I will not claim to be either an avid Mets or Billy Joel fan but I will tell you that this film made me realize what a huge part they both played in my coming of age.

Shea Stadium was that big ugly building that let me know we were almost home after a long road trip as a child. A place where my parents took us to see our first baseball game. Billy Joel’s music played as the backdrop to my adolescence. All the milestones of growing up were marked by the history that this film so elegantly illustrated. Sports, music, joys and sorrows that New Yorkers have endured through the 40+ year history of a man’s career and the stories of a Stadium and a team.

1965. The Beatles played Shea. I was 6. Do I actually remember it on TV in my house or is that memory of the retelling? Hard to say.

1969. All I could think of was kids listening to that game on transistor radios walking home from school with friends.

1986. Game 6, we were painting my friends kitchen in her new house and screaming at the game.

2001. September 21st. I still get chills at the thought of a New York still numb in a post-9/11 stupor; grieving as one family at the horror we had witnessed, as Piazza hit that 2-run homer that felt like hope. Maybe there was a chance we could think of living again.

And woven in between the stories of Billy Joel’s career were stories of the lives of Shea like Pete Flynn, the groundskeeper who not only drove The Beatles to the stage in a Cadillac in 1965, but then drove Paul McCartney to the stage again to close the Billy Joel concert that last night. And of course Billy, who stood humbled on the stage, in awe of being chosen to close that icon of a stadium that he too had grown up with. As he said, ‘Hey, I haven’t put out a new body of music in almost 15 years and this place is filled tonight. Thank you all.”
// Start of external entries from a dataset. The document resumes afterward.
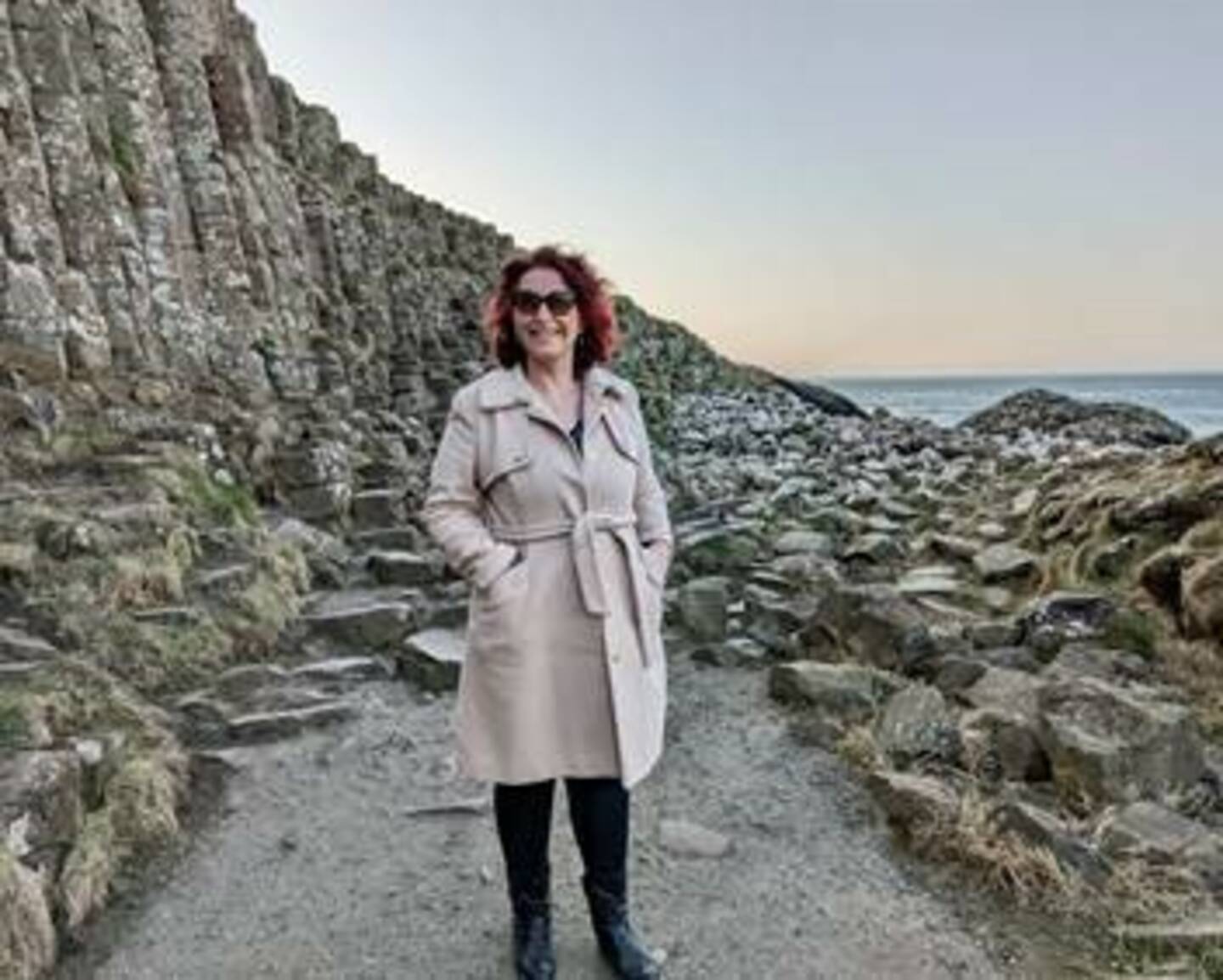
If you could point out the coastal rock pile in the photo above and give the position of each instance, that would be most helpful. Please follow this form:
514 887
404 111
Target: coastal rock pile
1009 633
1048 413
227 345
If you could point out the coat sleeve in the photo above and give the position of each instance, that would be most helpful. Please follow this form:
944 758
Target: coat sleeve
453 510
650 505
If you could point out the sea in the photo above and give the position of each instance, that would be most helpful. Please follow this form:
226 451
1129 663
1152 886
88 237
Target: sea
1194 400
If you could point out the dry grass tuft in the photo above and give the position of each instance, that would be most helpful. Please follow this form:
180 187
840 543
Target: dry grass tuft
1002 860
859 749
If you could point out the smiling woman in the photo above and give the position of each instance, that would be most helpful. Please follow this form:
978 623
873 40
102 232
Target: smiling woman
544 496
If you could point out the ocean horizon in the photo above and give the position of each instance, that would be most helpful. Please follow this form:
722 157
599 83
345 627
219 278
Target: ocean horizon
1192 399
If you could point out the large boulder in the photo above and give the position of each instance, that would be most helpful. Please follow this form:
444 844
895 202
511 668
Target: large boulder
41 803
914 803
27 938
916 726
1101 422
702 605
1108 744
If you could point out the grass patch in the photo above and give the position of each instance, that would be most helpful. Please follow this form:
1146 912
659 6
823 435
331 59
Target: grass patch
216 502
1133 632
859 749
14 722
1002 861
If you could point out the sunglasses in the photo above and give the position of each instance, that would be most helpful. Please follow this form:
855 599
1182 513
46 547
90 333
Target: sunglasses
559 302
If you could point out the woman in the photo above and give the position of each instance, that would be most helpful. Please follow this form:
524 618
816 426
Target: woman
544 498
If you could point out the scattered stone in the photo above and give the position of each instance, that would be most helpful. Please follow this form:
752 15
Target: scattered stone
847 691
1003 744
803 542
1041 829
471 807
1153 831
1011 690
1072 614
16 560
1194 935
917 726
42 791
738 651
930 580
227 580
17 645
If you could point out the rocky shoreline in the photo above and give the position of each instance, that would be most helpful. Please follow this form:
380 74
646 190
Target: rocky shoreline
1017 638
227 346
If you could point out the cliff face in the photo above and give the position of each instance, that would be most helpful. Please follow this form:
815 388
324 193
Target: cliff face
170 207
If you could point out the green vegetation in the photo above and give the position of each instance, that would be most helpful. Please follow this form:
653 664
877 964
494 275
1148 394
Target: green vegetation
216 502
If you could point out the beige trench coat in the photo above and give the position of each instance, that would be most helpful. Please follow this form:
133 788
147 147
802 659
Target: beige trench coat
566 673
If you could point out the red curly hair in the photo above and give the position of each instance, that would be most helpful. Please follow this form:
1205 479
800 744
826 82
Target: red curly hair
600 335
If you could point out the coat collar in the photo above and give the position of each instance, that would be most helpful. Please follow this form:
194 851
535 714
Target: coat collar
504 388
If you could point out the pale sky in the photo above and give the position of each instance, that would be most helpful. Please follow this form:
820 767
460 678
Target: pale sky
880 186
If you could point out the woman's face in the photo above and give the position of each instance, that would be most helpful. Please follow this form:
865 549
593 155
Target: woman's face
545 318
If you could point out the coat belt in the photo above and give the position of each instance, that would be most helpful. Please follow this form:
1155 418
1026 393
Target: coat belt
589 575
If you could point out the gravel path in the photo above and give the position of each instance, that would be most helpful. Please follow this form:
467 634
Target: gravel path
318 868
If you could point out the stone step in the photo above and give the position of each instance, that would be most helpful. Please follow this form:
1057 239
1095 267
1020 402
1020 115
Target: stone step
378 508
344 669
389 538
279 724
364 622
403 568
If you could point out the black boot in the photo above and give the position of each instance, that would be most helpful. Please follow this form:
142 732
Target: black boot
620 946
533 957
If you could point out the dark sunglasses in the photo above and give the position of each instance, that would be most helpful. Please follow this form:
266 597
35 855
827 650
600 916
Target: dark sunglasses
559 302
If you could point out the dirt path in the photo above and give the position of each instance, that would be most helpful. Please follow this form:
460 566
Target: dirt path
318 869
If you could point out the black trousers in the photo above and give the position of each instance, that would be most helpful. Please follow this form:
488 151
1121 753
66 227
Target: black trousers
598 810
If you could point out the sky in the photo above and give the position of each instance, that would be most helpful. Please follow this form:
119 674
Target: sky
825 188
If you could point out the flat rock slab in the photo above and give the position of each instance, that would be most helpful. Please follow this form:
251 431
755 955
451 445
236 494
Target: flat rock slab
1189 936
403 568
19 645
809 891
1002 563
433 658
344 668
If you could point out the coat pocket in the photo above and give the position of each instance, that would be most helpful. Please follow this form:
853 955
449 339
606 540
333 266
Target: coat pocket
506 588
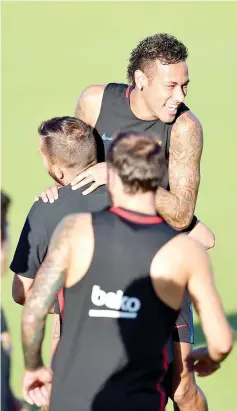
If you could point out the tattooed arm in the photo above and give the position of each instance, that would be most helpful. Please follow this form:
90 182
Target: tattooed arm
55 334
177 206
50 278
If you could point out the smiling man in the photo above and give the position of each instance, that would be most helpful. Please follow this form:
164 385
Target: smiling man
154 102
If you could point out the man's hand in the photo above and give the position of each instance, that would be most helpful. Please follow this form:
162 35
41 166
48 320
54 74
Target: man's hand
200 361
97 175
50 194
36 386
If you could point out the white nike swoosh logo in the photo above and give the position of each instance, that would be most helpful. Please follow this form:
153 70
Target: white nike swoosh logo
104 137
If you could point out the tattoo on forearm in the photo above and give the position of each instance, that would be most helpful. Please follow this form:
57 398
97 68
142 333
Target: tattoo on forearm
56 329
177 206
49 279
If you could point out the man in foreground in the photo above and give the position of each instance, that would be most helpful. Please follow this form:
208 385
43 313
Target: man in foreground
125 271
67 146
154 102
8 401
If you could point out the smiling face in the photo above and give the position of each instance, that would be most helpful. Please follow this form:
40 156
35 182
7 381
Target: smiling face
164 88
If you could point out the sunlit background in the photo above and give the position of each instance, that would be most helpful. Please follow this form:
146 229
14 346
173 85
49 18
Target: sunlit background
51 51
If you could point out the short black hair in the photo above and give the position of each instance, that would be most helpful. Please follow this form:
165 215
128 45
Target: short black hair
160 46
5 202
138 160
68 141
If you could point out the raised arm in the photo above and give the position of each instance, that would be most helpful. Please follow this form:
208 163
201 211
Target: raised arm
186 144
207 303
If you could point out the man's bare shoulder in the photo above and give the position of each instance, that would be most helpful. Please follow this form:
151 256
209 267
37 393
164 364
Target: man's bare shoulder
88 104
188 123
177 254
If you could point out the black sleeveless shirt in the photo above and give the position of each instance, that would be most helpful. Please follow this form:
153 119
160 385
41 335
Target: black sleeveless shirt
116 115
112 352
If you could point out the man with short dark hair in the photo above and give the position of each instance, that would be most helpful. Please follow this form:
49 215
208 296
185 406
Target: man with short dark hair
153 102
125 271
67 147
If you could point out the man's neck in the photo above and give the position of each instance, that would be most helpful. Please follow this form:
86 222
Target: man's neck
70 175
142 203
139 107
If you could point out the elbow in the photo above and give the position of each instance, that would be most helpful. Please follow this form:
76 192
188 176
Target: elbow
181 225
224 348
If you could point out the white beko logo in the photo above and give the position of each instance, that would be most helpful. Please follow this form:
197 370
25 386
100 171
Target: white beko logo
120 306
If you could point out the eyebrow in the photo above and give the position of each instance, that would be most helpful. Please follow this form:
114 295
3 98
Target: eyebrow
174 83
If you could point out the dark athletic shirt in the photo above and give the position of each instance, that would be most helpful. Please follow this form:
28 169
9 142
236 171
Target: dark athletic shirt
116 115
42 221
112 353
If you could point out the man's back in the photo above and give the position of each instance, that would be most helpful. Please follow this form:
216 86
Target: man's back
43 219
115 306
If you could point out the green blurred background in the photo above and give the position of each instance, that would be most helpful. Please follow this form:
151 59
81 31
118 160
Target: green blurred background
52 50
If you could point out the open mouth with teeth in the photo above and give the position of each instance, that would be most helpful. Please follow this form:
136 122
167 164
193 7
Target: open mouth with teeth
172 108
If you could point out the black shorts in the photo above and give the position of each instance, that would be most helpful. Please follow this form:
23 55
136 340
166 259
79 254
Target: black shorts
166 383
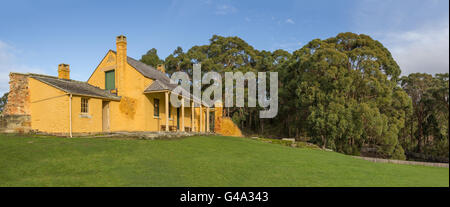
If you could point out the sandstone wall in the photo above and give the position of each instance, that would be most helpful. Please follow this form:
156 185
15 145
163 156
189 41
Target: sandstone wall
19 95
16 115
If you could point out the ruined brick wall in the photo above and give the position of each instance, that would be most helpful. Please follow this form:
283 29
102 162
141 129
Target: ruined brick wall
15 123
19 95
16 115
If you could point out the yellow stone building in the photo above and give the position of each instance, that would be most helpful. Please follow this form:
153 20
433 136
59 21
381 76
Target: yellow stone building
122 94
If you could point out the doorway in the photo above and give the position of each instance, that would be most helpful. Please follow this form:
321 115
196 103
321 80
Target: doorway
105 116
178 118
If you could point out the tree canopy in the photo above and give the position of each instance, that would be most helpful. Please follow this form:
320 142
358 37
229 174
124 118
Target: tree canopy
344 93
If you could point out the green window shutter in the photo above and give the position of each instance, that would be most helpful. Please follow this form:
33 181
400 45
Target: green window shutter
110 81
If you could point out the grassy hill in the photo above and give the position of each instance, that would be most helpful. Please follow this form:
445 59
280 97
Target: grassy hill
194 161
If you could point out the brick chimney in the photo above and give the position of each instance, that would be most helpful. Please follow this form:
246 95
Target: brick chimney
161 68
64 71
121 44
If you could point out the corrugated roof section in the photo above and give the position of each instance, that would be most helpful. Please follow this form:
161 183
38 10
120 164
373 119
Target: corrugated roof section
75 87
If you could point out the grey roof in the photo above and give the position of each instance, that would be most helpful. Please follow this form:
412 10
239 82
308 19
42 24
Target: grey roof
161 83
146 70
75 87
159 86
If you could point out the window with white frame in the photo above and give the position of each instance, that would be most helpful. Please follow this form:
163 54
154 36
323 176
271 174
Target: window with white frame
84 105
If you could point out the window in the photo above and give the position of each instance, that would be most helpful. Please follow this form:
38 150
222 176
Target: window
156 108
110 83
170 113
84 105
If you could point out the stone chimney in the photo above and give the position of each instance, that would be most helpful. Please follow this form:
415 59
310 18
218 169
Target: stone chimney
161 68
121 60
64 71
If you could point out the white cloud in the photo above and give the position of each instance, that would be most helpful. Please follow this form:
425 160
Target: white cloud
225 9
290 21
425 49
10 62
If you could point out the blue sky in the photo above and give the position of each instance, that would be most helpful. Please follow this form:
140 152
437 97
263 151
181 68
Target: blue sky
35 36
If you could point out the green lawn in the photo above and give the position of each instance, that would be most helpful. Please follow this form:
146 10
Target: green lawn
194 161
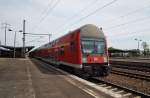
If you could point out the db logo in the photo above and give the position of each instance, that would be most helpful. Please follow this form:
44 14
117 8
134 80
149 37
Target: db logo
95 59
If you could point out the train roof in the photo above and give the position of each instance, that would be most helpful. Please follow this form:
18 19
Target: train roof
88 30
91 31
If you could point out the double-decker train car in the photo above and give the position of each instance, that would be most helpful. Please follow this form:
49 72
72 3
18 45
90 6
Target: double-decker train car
84 49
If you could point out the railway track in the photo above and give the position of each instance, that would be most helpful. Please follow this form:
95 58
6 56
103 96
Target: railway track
131 73
124 91
143 68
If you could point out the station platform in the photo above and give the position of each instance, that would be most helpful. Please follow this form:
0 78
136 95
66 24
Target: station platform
131 60
28 78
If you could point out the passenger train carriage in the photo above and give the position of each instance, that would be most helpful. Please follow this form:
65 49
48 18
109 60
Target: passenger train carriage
84 49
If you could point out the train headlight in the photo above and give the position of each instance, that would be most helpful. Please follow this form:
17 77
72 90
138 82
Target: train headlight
84 60
105 59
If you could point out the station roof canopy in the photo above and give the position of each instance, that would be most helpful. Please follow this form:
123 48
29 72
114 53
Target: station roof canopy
11 47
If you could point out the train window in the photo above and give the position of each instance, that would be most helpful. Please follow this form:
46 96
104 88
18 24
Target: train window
72 46
61 52
93 46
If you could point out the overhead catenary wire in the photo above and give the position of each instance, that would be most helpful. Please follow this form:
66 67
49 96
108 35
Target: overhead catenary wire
127 14
77 14
90 14
35 39
133 21
46 14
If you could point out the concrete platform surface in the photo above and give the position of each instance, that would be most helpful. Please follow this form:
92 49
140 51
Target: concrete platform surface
21 78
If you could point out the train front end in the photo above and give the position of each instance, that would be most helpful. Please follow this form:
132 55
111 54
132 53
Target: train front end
94 51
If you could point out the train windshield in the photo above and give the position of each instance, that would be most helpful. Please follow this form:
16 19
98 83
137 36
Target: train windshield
93 47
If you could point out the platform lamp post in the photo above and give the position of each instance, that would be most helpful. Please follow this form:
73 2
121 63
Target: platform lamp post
14 55
138 41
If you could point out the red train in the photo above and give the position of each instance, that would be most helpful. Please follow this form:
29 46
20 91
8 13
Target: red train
84 49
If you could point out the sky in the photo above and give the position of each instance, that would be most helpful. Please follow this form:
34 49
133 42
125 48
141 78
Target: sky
121 20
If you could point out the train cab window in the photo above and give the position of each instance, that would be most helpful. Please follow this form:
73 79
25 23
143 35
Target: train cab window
93 46
61 52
What a night. The world’s biggest drive in filled with the world’s greatest fans. And they cheered, and teared up. And breathed a collective sigh of appreciation at the end for a beautiful night out in NY. Nothing fancy. Nothing expensive. Just deliciously nostalgic and inspiring in its spirit of hopefulness.

As Paul McCartney ended the show with Let it Be, it was hard to think of anything else more to say.